How Osodi became a photographer is a story in itself. He was working in the financial sector, for the Nigerian subsidiary of the giant French bank, Société Générale. But he felt unfulfilled and was searching for something else to do. He fell upon some old photography books in a local market, purchased them and studied them. He was hooked. He determined that he wanted to be a photographer. Continuing to work in the bank, he put aside money each month and gradually amassed the cameras, lenses and other paraphernalia he needed while using his spare time to take photographs. He says he was drawn to the natural world, and delighted in taking pictures of leaves, rocks, trees, the sky and other subjects.
Finally, he took the plunge and quit the security of his banker job. Then he made the rounds of all the newspapers and magazines in Lagos that might be able to offer him a commission or two. As Osodi tells it, the commissioning editors were less than bowled over by his natural world photographs, but he got a couple of jobs covering factory openings and press conferences – so he had his foot in the door. The other advantage of taking up newsroom work was he had plenty of film and the darkroom and processing services. But life was still tough.
He began selling-off all those things that were not needed for his photography, and gave up his comfortable “banking lifestyle” apartment to move into a tiny, modest room. His friends thought he was crazy, but he was determined. One day, he was travelling to an assignment when he noticed a particularly beautiful composition of sunlight streaming through the leaves of a majestic tree. He paused to take a couple of shots.
That evening, as well as processing the film for his assignment, he also processed and printed the tree photographs. These he put into the pigeon-hole of the editor of the Sunday edition of the paper he was working on. The editor liked the picture and used it as the cover of his Sunday Lifestyle section.

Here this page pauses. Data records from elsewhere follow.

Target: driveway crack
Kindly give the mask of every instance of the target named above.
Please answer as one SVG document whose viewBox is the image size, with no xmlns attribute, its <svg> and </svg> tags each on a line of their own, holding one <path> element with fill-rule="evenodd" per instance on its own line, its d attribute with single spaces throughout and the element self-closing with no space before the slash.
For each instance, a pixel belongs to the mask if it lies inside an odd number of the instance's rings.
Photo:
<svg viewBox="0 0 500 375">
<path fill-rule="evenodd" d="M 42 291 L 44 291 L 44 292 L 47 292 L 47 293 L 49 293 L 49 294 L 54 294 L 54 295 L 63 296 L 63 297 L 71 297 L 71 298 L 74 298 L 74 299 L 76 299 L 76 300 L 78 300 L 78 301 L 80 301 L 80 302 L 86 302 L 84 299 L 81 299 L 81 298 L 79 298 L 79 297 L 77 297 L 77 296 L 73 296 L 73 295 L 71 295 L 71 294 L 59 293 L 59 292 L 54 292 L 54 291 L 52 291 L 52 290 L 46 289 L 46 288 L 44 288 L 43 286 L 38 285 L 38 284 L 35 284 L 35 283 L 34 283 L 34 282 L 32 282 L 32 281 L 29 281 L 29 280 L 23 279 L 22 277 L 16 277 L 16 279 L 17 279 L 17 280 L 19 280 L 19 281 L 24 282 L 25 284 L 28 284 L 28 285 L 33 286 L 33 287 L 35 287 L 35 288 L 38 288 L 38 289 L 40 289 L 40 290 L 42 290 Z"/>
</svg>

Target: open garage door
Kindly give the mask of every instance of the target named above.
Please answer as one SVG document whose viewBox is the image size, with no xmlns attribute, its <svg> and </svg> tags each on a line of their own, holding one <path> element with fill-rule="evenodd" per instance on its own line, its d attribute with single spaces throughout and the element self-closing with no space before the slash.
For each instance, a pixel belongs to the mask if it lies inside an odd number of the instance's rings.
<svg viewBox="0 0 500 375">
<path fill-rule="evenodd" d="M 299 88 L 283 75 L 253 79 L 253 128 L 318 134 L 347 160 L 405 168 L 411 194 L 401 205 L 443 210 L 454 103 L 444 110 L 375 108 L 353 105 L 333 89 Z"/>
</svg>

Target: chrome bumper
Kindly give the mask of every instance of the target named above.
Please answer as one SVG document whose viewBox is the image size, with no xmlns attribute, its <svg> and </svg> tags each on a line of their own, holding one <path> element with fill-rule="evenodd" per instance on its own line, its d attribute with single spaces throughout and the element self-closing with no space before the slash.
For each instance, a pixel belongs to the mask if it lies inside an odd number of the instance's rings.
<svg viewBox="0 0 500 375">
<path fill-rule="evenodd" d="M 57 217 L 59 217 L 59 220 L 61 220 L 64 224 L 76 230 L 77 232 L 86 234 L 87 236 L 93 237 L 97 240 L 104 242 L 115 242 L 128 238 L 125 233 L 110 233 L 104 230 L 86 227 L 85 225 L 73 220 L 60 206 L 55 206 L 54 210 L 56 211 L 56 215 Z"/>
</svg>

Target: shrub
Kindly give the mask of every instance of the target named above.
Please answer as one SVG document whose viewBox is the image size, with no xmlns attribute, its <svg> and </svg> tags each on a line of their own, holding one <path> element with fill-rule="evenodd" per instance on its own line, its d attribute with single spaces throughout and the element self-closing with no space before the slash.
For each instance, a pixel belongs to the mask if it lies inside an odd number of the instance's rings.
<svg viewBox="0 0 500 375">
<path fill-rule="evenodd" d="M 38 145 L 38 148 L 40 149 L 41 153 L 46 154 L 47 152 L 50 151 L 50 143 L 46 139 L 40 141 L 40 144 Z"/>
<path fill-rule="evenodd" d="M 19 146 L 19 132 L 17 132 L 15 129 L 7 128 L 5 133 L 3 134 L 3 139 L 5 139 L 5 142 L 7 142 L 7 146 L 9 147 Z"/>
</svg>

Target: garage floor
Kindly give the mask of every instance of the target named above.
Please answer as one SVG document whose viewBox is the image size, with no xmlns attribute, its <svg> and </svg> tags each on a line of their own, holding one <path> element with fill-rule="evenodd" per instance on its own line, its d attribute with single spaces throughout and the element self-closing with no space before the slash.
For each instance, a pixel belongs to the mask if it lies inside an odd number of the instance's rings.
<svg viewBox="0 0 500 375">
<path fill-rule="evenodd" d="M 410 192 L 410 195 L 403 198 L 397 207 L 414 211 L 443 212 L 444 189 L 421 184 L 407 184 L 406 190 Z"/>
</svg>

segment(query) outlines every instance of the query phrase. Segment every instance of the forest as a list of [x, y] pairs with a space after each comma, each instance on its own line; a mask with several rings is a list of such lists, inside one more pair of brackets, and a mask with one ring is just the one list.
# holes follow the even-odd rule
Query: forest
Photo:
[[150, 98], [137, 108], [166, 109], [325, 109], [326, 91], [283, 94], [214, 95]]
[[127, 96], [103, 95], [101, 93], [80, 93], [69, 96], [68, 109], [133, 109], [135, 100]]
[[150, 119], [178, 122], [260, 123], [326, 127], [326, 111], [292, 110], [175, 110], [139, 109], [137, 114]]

Shortly after his photograph appeared, he got a call from a European ambassador who asked him to come to see him. Osodi agreed, curious as to why the diplomat had summoned him. The ambassador explained that he had seen the photograph and was very impressed, being an amateur photographer himself. They had a long chat about how Osodi had got the image, discussing apertures, shutter speeds and all the esoteric details of taking a photo.
Finally, at the end of the meeting, the ambassador asked Osodi if he could come and take some photographs at a reception he was holding. That was the start of a long relationship, and it led to others in the diplomatic corps asking Osodi to work for them. It was a well-paid lifeline for the struggling photographer, and gave him the financial means to pursue other photography projects.
In a side room behind the main Nigerian Monarchs exhibition at the Bermondsey Project in London, Osodi also exhibited his photographs from one such project – the Calabar Festival. They are shot in the manner of the famous Malian photographers, Seydou Keitå and Malick Sidibé. Both these men began taking portrait photographs in their Bamako studios against elegant illustrative backdrops in much the same way that early photographers both in the West and in Africa would shoot individuals and family groups.
They are joyful, expressive images, full of humour and wit, and where the subjects (not taking themselves too seriously) pose in their own way, dressed to their own particular taste in costumes that themselves tell a story. The backdrops and props are also chosen carefully. As Osodi told New African: “There were all these little booths set up at the festival so that people could be photographed and take away a souvenir of the event. All I did was ask the owners of the booths to borrow them for a few minutes, giving them a little money. There was no shortage of people that wanted their photographs taken!”
Osodi is now back in Nigeria, working on his Nigerian Monarchs project, hoping to complete 100 portraits in all. Later this year, Nigeria celebrates the amalgamation of the northern and southern protectorates by the British colonial government. All the kingdoms were meshed together as a country in 1914.
The Nigerian Monarchs exhibition in London, even if only part-way through, has raised a huge amount of interest – as well as the funds for Osodi to continue his work through the sale of some of his limited edition works. And his agent, curator and producer, Ziggi Golding, is confident that by the time Osodi completes the Nigerian Monarchs assignment, a major exhibition of his work will travel around the world with, for example, major exhibitions in various US museums across America.